Millennium in Hollywood is our nightmare as well
While the 1.1 million square foot, $664 million Hollywood Millennium Project at Hollywood and Vine is two miles north of Larchmont Village, it will have a negative impact on all the neighborhoods served by the Larchmont Chronicle.
During the four-year construction period, gridlock will paralyze Vine Street from Hollywood Blvd. to Franklin Ave., delaying access to and from the 101 Freeway and the Valley. This will cause traffic to be diverted onto smaller side streets, creating significant safety and quality of life issues for these residential neighborhoods.
But once the construction is completed, the gridlock will only get worse as 1,300 permanent workers, the residents of 500 luxury condos, 200 luxury hotel guests, diners, sports club members, and thousands of gawkers pour in and out of this mixed used facility, competing with the existing traffic flows, including the thousands of cars associated with the Hollywood Bowl and weekend traffic.
Local streets will also be impacted because the self-serving developer has failed to provide adequate off street parking, playing off the dubious concept of Transit Oriented Development where the BMW crowd will obviously flock to public transit.

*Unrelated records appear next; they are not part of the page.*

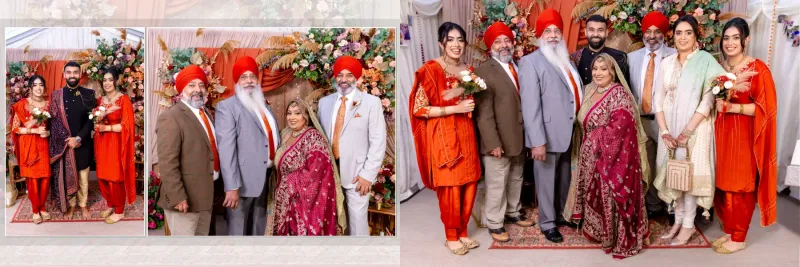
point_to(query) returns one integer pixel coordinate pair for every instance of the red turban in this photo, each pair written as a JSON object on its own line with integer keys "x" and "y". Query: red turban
{"x": 657, "y": 19}
{"x": 347, "y": 63}
{"x": 187, "y": 75}
{"x": 243, "y": 64}
{"x": 546, "y": 18}
{"x": 496, "y": 30}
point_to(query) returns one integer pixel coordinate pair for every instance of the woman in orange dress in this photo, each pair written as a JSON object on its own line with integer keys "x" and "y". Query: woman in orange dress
{"x": 444, "y": 136}
{"x": 745, "y": 132}
{"x": 113, "y": 148}
{"x": 30, "y": 137}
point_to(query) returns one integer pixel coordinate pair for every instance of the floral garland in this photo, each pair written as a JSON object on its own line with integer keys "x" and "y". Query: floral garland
{"x": 515, "y": 16}
{"x": 626, "y": 16}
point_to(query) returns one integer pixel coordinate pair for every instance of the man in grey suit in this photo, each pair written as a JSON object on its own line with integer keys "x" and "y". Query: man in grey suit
{"x": 644, "y": 65}
{"x": 354, "y": 123}
{"x": 550, "y": 89}
{"x": 247, "y": 134}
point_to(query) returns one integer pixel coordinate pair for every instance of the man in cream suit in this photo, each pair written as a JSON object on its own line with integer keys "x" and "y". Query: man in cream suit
{"x": 354, "y": 123}
{"x": 644, "y": 65}
{"x": 247, "y": 133}
{"x": 551, "y": 92}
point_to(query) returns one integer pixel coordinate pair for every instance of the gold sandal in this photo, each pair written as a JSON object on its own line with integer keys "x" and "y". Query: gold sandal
{"x": 458, "y": 251}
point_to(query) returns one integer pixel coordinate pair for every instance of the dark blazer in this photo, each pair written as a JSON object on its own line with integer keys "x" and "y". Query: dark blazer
{"x": 498, "y": 112}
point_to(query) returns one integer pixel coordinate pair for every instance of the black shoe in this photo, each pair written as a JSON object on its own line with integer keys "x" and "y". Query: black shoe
{"x": 566, "y": 223}
{"x": 553, "y": 235}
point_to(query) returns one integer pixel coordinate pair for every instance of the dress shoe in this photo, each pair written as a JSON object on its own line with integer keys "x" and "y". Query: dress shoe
{"x": 553, "y": 235}
{"x": 519, "y": 220}
{"x": 499, "y": 234}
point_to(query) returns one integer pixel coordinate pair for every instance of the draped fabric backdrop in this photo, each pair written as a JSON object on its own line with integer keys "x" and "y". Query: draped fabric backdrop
{"x": 784, "y": 65}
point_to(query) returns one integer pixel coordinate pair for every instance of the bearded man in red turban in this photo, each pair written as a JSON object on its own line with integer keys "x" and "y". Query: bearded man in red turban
{"x": 188, "y": 157}
{"x": 354, "y": 123}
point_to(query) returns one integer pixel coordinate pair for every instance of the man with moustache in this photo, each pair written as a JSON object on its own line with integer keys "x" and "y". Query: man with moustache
{"x": 70, "y": 142}
{"x": 596, "y": 32}
{"x": 247, "y": 134}
{"x": 188, "y": 157}
{"x": 644, "y": 65}
{"x": 550, "y": 89}
{"x": 354, "y": 123}
{"x": 499, "y": 119}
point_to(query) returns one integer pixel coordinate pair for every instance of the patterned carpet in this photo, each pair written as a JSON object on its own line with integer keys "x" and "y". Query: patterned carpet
{"x": 95, "y": 203}
{"x": 532, "y": 238}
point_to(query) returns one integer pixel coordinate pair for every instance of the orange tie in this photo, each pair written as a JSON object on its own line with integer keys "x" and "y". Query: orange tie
{"x": 574, "y": 90}
{"x": 269, "y": 135}
{"x": 514, "y": 73}
{"x": 337, "y": 130}
{"x": 212, "y": 139}
{"x": 647, "y": 95}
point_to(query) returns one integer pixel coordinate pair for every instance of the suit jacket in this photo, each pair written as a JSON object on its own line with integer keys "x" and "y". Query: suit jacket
{"x": 362, "y": 144}
{"x": 243, "y": 147}
{"x": 498, "y": 113}
{"x": 547, "y": 104}
{"x": 186, "y": 161}
{"x": 637, "y": 67}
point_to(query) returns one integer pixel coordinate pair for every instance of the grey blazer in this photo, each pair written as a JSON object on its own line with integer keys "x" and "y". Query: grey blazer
{"x": 243, "y": 147}
{"x": 362, "y": 144}
{"x": 547, "y": 104}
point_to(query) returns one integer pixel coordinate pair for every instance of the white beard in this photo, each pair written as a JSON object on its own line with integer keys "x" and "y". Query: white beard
{"x": 558, "y": 55}
{"x": 253, "y": 100}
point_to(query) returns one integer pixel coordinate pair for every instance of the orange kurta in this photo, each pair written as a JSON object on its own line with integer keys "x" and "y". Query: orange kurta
{"x": 114, "y": 150}
{"x": 746, "y": 152}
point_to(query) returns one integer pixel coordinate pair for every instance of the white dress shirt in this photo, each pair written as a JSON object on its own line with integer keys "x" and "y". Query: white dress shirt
{"x": 196, "y": 113}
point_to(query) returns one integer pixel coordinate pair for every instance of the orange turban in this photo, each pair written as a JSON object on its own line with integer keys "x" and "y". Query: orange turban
{"x": 347, "y": 63}
{"x": 242, "y": 65}
{"x": 657, "y": 19}
{"x": 496, "y": 30}
{"x": 546, "y": 18}
{"x": 187, "y": 75}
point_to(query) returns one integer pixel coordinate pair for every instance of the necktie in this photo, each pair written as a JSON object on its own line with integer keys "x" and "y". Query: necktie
{"x": 212, "y": 139}
{"x": 574, "y": 90}
{"x": 514, "y": 73}
{"x": 337, "y": 130}
{"x": 269, "y": 135}
{"x": 647, "y": 94}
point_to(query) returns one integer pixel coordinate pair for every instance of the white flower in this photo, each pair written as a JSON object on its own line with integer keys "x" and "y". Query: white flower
{"x": 728, "y": 84}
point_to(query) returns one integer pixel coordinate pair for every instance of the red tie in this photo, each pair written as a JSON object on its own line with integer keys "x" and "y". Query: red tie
{"x": 212, "y": 139}
{"x": 574, "y": 90}
{"x": 514, "y": 73}
{"x": 269, "y": 136}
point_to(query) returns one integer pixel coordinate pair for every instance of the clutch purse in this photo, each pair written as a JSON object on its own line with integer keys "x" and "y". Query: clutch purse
{"x": 679, "y": 172}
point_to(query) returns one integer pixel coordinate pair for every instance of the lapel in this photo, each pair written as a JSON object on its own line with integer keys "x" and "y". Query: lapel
{"x": 353, "y": 111}
{"x": 193, "y": 120}
{"x": 502, "y": 73}
{"x": 251, "y": 114}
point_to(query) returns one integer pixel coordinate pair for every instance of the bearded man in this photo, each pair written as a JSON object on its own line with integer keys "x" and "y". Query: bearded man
{"x": 596, "y": 33}
{"x": 188, "y": 157}
{"x": 550, "y": 90}
{"x": 499, "y": 119}
{"x": 247, "y": 134}
{"x": 354, "y": 123}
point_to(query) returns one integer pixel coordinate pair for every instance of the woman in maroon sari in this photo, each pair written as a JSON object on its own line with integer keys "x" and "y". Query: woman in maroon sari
{"x": 306, "y": 196}
{"x": 608, "y": 194}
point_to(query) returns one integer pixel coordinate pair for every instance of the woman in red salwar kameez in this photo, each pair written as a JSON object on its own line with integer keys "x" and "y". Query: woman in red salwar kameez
{"x": 745, "y": 132}
{"x": 31, "y": 145}
{"x": 444, "y": 136}
{"x": 608, "y": 191}
{"x": 113, "y": 148}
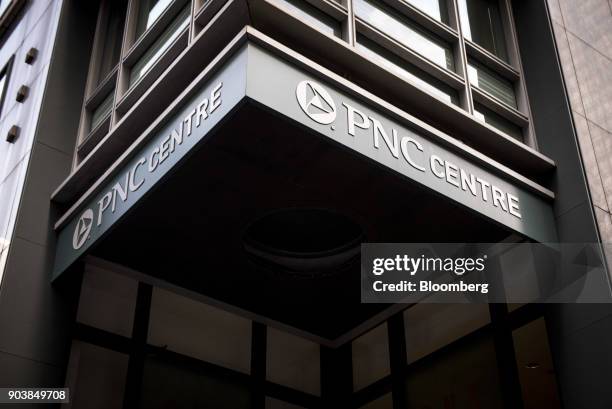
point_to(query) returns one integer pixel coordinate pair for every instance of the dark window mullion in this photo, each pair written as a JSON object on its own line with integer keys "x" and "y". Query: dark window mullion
{"x": 138, "y": 347}
{"x": 398, "y": 358}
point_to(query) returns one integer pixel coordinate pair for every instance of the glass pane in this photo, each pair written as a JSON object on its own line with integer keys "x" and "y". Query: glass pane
{"x": 148, "y": 12}
{"x": 434, "y": 8}
{"x": 370, "y": 357}
{"x": 384, "y": 402}
{"x": 492, "y": 83}
{"x": 96, "y": 377}
{"x": 113, "y": 37}
{"x": 404, "y": 69}
{"x": 170, "y": 383}
{"x": 313, "y": 16}
{"x": 534, "y": 362}
{"x": 107, "y": 301}
{"x": 405, "y": 32}
{"x": 497, "y": 121}
{"x": 100, "y": 113}
{"x": 272, "y": 403}
{"x": 157, "y": 49}
{"x": 429, "y": 327}
{"x": 465, "y": 377}
{"x": 481, "y": 22}
{"x": 293, "y": 361}
{"x": 201, "y": 331}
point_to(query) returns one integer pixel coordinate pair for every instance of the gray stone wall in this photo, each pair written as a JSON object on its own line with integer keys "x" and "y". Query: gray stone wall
{"x": 583, "y": 31}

This “Alien Implant” with its two soaring skyscrapers will destroy the look and feel of Hollywood, dwarfing the world- famous Capitol Records building. One of the slender towers is 55 stories (600 feet), four times the height of any other area building. This development on only 4.5 acres will overwhelm the local infrastructure, whether it is streets, sidewalks, water, electricity, and gas as well as the ability of the understaffed police and fire departments to respond to public safety and emergencies.
But the most distressing aspect of this monster development is the underhanded process by which a slick talking, money grubbing, New York-based developer with plenty of cash is trying to multiply the density of this project at the expense of Hollywood’s 190,000 residents.
Rather than proceed with the Hollywood Millennium Project, the City Council should reject this disproportionately large project, revise the recently approved Hollywood Community Plan that was based on flawed population assumptions, and redo the traffic study so that it complies with the state environmental laws and takes into account the impact of the 58 projects that are planned for Hollywood.
While Hollywood’s battle to preserve its community is not our fight, the same forces that want to destroy its very fabric will surely be looking to develop oversized and out-of- character developments in our neighborhood.
Hollywood’s battle of today is our battle of tomorrow. We need to stick together.To get involved, join Councilmen Tom LaBonge and Eric Garcetti in opposing this monstrosity.